Africa-based blasting and explosives leader BME has taken its first steps into the US market with a number of successful test blasts making use of its cutting-edge digital initiation system, blast planning software and electronic detonators. This adds to the news in October 2017 that BME had broken the world record for the most electronic detonators fired in a single blast – this time in conjunction with its client Kansanshi Mining PLC at its Kansanshi operation, 80% owned by First Quantum Minerals Limited in North-Western Zambia. The blast was conducted on 29 September 2017 in the main pit of Kansanshi mine, which is the largest copper mine in Africa by copper production, and involved 6,690 electronic delay detonators (EDDs) – successfully initiated using BME’s AXXIS digital initiation system.
In the US example, according to BME global product manager (AXXIS) Tinus Brits, six blasts were successfully conducted in these recent landmark tests – providing an important indication of satisfaction and acceptance by US blast experts. “We collaborated with the experienced blasting firm Controlled Blasting Incorporated (CBI) in Georgia, who employed our AXXIS digital initiation system, our BlastMap III software and our locally manufactured electronic detonators,” said Brits. “CBI president Larry Gilmore was impressed with the results, and the added benefits of using our planning and initiation systems.” Gilmore has over 30 years’ experience in blasting and has served as president of the International Society of Explosives Engineers (ISEE); he also serves as chairman of the Georgia Blasting Safety Advisory Committee in the Georgia Insurance Commissioner’s Office.

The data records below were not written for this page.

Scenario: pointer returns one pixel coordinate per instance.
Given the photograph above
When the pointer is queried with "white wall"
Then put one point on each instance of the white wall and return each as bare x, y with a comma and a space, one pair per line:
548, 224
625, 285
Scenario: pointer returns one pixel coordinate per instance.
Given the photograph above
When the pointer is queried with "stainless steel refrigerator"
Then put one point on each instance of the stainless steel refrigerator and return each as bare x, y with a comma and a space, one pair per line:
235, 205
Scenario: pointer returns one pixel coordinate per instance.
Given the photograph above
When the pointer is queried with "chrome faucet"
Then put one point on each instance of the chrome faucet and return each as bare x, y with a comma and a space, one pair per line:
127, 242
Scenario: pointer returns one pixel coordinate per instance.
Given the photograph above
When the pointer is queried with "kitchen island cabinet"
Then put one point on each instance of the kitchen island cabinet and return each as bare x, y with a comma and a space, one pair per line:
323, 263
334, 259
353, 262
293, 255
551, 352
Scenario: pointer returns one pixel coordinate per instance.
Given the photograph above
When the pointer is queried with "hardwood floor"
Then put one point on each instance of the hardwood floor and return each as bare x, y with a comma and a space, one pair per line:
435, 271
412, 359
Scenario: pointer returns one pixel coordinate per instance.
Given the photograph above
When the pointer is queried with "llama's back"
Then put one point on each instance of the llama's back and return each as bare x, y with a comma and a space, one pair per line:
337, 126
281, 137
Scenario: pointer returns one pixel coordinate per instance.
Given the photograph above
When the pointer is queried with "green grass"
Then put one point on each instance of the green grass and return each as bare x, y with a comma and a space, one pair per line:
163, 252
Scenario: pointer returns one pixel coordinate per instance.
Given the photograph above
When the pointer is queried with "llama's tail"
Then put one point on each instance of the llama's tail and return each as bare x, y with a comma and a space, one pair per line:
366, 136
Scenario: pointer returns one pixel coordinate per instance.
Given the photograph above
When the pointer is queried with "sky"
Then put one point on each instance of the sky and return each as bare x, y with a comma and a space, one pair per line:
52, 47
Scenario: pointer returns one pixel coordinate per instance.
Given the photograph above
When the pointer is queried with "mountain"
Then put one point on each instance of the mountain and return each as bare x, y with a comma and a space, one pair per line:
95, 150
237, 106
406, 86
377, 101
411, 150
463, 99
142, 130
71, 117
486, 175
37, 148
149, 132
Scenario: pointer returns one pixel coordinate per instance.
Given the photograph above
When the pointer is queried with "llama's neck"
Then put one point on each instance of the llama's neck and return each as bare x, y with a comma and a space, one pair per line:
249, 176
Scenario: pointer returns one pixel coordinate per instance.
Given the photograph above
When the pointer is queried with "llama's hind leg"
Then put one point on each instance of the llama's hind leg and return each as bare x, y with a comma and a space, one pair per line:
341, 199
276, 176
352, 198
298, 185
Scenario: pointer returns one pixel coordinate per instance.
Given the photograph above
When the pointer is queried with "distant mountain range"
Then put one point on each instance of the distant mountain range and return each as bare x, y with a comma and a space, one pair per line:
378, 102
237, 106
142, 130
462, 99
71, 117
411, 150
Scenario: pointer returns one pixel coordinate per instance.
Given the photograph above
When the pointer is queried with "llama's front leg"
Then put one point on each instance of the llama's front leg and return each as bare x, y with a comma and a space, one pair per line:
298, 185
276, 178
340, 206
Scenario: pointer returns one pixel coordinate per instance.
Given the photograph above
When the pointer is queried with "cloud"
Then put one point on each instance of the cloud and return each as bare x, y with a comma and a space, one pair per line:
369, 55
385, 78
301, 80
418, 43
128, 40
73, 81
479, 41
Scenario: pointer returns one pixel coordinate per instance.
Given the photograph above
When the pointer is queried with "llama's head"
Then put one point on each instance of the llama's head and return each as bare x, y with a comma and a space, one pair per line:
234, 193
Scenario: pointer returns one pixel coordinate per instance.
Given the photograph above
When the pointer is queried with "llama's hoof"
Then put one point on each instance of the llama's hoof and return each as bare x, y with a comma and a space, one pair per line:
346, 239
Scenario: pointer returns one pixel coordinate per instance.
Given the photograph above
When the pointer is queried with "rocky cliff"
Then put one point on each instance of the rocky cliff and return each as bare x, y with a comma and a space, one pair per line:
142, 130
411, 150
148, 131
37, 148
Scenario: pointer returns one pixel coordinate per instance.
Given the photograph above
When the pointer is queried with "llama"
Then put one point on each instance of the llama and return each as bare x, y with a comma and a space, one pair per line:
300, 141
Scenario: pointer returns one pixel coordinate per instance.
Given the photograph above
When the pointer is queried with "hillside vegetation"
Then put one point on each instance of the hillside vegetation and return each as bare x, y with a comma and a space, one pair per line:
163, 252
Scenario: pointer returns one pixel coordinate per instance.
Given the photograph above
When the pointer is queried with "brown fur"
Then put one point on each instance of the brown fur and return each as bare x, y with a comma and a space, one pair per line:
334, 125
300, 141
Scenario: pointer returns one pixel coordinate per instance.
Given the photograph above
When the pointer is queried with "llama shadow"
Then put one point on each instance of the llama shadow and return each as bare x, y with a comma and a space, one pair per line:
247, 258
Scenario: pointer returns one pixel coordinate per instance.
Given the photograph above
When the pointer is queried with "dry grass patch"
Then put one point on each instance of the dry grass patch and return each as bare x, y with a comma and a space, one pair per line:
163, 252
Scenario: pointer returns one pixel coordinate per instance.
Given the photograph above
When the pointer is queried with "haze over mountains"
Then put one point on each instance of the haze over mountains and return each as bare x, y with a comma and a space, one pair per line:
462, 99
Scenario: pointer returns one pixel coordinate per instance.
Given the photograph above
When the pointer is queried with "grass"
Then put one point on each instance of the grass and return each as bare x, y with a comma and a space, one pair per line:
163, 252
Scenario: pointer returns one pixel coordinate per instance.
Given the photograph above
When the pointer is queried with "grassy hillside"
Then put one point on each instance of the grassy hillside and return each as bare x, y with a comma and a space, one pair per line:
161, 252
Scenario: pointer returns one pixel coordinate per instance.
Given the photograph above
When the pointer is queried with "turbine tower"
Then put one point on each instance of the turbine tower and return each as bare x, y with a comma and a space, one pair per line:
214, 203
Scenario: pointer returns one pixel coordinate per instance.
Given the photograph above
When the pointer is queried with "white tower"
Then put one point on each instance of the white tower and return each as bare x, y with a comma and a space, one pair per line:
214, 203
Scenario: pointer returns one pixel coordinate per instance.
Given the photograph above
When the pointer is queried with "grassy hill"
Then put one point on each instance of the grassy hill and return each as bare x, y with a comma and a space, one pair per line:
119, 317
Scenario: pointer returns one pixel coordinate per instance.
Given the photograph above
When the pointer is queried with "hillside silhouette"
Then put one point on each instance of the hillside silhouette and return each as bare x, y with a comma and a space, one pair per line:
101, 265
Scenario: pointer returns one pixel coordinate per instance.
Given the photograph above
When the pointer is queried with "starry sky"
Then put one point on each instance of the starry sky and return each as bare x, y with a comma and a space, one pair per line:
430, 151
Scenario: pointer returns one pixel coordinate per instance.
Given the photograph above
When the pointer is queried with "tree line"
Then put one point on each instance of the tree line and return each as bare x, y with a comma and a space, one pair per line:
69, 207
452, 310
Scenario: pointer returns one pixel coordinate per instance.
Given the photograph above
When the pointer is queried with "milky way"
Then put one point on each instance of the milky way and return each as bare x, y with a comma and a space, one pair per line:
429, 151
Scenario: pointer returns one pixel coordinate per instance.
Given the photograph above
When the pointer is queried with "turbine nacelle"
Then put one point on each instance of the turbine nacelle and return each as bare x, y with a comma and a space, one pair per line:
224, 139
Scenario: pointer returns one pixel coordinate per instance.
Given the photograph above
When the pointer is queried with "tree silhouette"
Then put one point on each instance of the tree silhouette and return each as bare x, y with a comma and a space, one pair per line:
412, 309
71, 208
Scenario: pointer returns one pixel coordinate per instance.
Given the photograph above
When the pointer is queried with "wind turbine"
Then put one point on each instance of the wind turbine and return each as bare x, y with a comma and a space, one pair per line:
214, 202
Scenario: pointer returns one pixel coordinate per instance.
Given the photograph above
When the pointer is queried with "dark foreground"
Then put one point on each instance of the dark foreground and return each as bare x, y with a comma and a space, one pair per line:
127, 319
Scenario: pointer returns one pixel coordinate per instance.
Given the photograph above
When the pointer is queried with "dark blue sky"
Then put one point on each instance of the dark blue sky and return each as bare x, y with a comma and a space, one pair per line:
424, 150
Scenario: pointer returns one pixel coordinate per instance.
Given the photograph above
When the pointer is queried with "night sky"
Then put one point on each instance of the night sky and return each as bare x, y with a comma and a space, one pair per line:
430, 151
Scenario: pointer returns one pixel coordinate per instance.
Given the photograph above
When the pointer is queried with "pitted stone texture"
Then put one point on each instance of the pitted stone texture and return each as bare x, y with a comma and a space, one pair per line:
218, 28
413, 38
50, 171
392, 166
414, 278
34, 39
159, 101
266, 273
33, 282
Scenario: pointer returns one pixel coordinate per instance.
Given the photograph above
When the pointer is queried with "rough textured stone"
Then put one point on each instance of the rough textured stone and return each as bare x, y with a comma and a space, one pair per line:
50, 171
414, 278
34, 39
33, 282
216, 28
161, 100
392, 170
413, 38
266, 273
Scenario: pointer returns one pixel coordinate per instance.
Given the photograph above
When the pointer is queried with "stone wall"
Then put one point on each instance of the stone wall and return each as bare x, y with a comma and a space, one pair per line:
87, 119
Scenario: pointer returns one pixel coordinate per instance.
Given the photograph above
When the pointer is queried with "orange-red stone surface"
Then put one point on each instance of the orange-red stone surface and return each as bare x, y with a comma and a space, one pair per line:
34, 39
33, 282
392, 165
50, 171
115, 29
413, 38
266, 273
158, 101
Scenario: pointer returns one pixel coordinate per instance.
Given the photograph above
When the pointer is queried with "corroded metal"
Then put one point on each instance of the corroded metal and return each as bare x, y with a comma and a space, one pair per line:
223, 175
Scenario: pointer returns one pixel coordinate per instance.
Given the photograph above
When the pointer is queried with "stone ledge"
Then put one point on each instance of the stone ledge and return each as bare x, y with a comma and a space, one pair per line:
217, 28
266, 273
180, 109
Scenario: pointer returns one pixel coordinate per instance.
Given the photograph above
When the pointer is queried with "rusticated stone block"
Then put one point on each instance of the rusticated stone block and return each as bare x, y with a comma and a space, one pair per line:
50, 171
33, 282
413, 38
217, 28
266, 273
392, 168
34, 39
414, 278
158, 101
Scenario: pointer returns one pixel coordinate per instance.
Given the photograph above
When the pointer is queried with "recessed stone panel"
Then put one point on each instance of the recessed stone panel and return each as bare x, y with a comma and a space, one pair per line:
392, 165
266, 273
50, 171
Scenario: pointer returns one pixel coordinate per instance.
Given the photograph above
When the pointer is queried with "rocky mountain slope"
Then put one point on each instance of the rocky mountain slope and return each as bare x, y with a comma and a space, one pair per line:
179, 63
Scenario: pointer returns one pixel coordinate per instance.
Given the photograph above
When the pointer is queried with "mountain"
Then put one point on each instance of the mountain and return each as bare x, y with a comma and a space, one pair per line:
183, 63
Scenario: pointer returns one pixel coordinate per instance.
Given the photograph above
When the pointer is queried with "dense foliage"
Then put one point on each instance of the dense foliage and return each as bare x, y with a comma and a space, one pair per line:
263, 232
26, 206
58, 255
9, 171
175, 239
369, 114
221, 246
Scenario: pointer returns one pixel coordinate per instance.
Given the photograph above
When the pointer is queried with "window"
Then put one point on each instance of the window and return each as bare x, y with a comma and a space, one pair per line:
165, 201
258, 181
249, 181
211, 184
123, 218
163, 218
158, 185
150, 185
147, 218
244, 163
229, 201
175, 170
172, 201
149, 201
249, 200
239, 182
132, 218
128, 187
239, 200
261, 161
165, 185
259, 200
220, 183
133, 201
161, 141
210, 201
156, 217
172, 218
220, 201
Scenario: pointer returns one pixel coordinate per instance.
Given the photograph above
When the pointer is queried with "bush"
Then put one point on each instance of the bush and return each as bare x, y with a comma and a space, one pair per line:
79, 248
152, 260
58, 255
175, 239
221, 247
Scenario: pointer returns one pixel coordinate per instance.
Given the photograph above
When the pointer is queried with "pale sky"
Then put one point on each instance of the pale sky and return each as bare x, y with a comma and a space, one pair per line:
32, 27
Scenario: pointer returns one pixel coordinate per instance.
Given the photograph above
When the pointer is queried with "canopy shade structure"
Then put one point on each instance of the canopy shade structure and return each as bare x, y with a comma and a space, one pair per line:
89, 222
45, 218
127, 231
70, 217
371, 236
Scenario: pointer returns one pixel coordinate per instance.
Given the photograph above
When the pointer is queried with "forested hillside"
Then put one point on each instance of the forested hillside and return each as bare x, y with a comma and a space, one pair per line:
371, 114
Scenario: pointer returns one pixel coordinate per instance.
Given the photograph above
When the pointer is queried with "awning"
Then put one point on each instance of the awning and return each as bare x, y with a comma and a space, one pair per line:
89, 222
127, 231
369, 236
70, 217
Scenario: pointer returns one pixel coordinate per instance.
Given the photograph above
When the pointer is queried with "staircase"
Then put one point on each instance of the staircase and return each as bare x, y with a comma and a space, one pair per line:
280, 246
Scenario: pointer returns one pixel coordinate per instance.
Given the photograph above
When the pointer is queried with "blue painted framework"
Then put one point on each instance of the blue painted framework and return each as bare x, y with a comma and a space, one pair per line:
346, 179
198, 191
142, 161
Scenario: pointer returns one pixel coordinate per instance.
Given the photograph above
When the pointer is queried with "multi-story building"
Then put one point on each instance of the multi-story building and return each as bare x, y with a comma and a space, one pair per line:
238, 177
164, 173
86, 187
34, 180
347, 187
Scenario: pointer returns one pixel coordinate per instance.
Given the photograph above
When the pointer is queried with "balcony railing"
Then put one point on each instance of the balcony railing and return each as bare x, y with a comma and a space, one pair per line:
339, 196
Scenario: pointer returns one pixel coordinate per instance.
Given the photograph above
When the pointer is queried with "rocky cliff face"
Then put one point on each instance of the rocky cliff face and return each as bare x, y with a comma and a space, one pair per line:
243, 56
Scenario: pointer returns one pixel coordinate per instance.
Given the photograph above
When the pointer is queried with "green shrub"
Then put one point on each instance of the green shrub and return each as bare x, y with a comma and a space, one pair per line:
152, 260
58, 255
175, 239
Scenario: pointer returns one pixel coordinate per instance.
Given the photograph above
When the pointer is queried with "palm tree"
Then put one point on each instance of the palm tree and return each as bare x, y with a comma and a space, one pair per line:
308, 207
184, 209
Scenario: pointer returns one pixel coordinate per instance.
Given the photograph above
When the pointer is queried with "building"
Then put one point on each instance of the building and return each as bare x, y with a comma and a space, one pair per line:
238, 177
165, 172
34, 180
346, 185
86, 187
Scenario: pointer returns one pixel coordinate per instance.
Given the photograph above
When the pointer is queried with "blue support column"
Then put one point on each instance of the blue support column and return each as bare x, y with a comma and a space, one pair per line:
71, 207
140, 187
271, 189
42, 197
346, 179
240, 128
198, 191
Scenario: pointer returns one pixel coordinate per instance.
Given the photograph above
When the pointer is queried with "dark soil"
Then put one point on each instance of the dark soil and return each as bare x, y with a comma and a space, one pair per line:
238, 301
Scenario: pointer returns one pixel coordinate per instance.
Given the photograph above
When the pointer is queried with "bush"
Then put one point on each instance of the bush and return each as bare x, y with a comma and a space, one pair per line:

CBI conducted the blasts in a variety of applications, one of which was very close to the Piedmont Hospital in downtown Atlanta; this was a particularly stringent test of the equipment’s ability to facilitate careful control of both fly-rock and vibration levels. “The CBI blasting team appreciated the testability of our systems – where any problems with detonators are picked up before the blast – as well as the ability to simulate the blast before it is initiated,” he said. “They also enjoyed the ease of use of both the BlastMap software and the AXXIS blast box.”